The UK just turned its back on unity and voted to leave the EU. Markets are roiling.
Now for some good news.
On Thursday the Organisation of American States (OAS), for the first time, handed down a ferocious indictment of Venezuela’s Socialist regime, led by President Nicolas Maduro, in a passionate speech made by Secretary General Luis Almagro:
“The Permanent Council should also take the necessary steps to address the unprecedented and unnecessary humanitarian crisis in Venezuela. The Council should express itself clearly on the political prisoners and the persistent reports of torture. The Council should support the will of the Venezuelan people in their call for a recall referendum. It’s in accordance with these principles that we must or not act. As Desmond Tutu said, ‘If you are neutral in situations of injustice, you have chosen the side of the oppressor.’ Democracy is the government of the people.”
He went on to list a litany of atrocities the government has committed against its own people — things we already know. We know that that Venezuelans are being denied their right to hold a referendum on the presidency. We know they are starving. We know the press is being tightly controlled or persecuted. We know that there are politicians who fought for democracy on the streets now rotting in jail cells.
And that’s hardly the half of it.
What we also know is that the OAS has never, within its own chamber, blamed Maduro’s government for Venezuela’s economic and political disaster.
“These challenges cannot be blamed on external forces. The situation facing Venezuela today is the direct result of the actions of those currently in power,” Almagro said.
Of all of Almagro’s indictments, this one was perhaps the cruelest:
“On April 5, 2016, the National Assembly introduced Special Legislation to ‘address the humanitarian health crisis.’
This law would allow much needed international humanitarian assistance into the country. On June 9, the Supreme Court ruled the law unconstitutional.”
The Venezuelan people suffer immensely, and their government has actively worked against their relief.
The pink tide is receding
Perhaps you’re thinking, “when was the last time this toothless group of mostly Latin American nations did anything for anyone?” That’s not the way to think about this.
The way to think of this is to realise that this is the end of The Pink Tide’s grip over all politics in Latin America. The Pink Tide is the wave of socialist and left leaning politicians who rose to power in the region starting with the late Venezuelan President Hugo Chavez in the 1990s.
After that, Brazil, Ecuador, Argentina, Bolivia, and a host of other countries moved to the left. The OAS was a party to this. The left held the body in its grip. And while Chavez was alive, and after that while left-leaning Cristina Fernandez de Kirchner was President of Argentina, it seemed that the body would never stand up for the rights of Venezuelans and try to stop their unimaginable suffering.

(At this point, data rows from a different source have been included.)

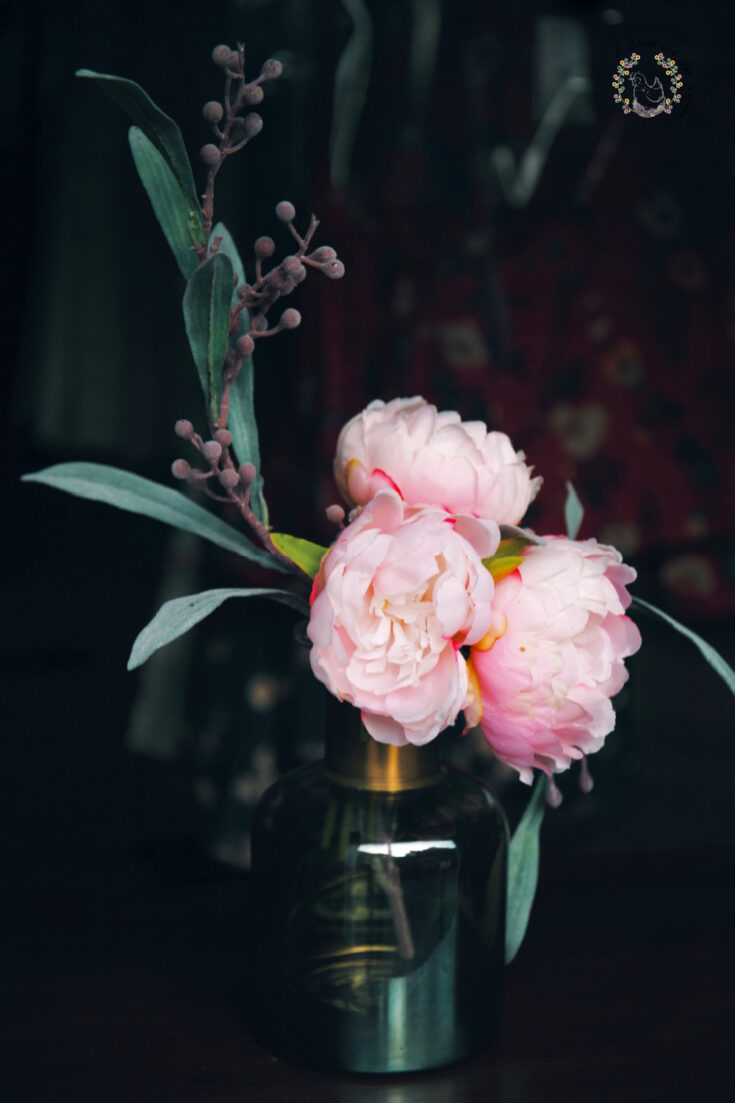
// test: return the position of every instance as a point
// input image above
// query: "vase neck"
(354, 759)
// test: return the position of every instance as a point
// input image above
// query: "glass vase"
(380, 878)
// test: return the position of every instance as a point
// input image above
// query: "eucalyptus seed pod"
(210, 154)
(286, 211)
(212, 111)
(290, 319)
(180, 469)
(265, 247)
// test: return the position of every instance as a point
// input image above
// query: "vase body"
(381, 905)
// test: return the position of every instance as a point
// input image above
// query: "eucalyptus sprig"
(224, 313)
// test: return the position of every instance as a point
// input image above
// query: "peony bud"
(253, 125)
(212, 111)
(180, 469)
(212, 450)
(272, 68)
(333, 268)
(245, 345)
(286, 211)
(265, 247)
(210, 154)
(228, 478)
(290, 319)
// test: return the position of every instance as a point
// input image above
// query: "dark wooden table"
(622, 992)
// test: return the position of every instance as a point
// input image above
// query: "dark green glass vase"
(381, 886)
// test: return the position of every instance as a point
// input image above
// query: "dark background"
(595, 324)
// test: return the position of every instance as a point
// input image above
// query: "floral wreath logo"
(648, 99)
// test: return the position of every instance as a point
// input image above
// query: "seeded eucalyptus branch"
(247, 309)
(224, 316)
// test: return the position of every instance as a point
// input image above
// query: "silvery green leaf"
(713, 657)
(305, 554)
(573, 512)
(523, 868)
(242, 421)
(103, 483)
(167, 199)
(159, 129)
(513, 533)
(206, 317)
(177, 617)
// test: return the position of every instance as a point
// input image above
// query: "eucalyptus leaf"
(159, 129)
(136, 494)
(242, 421)
(167, 199)
(305, 554)
(206, 317)
(177, 617)
(573, 512)
(513, 533)
(523, 868)
(713, 657)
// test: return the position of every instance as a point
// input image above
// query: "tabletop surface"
(622, 991)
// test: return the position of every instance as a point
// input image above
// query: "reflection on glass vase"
(381, 895)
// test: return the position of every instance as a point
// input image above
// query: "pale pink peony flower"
(396, 596)
(544, 674)
(433, 459)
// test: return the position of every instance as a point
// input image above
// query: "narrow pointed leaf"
(304, 554)
(158, 128)
(501, 567)
(167, 199)
(573, 512)
(513, 533)
(206, 317)
(523, 868)
(242, 421)
(136, 494)
(508, 556)
(177, 617)
(713, 657)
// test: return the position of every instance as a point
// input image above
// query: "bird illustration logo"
(635, 93)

Almagro suggested the OAS put together a “Group of Friends” to “help it back on the path to democracy.” In all honesty it sounded like the group of friends that stages an intervention for their drug addicted loved one.
Except the Venezuelan regime is addicted to power, violence, terror, and a failed ideology.
At the end of the speech Almagro outlined what this Group of Friends would be doing. It looked a lot like a list of demands the Venezuelan opposition might make, including a referendum before the end of year, the acceptance of international aid, and the creation of a Truth Commission to sort out differences between the regime and its detractors.
“Democracy has no borders,” he said. “Democracy is more than an election; it is about freedom. Freedom of expression, association, assembly. It is an empowered citizenry. An independent judiciary. A security apparatus that is trusted by and accountable to the people. It is the legitimate exercise of power, within the rule of law. Democratic governments have a responsibility to their citizens.”
I guess we’ll have to keep reminding people until it sticks — until the end of time.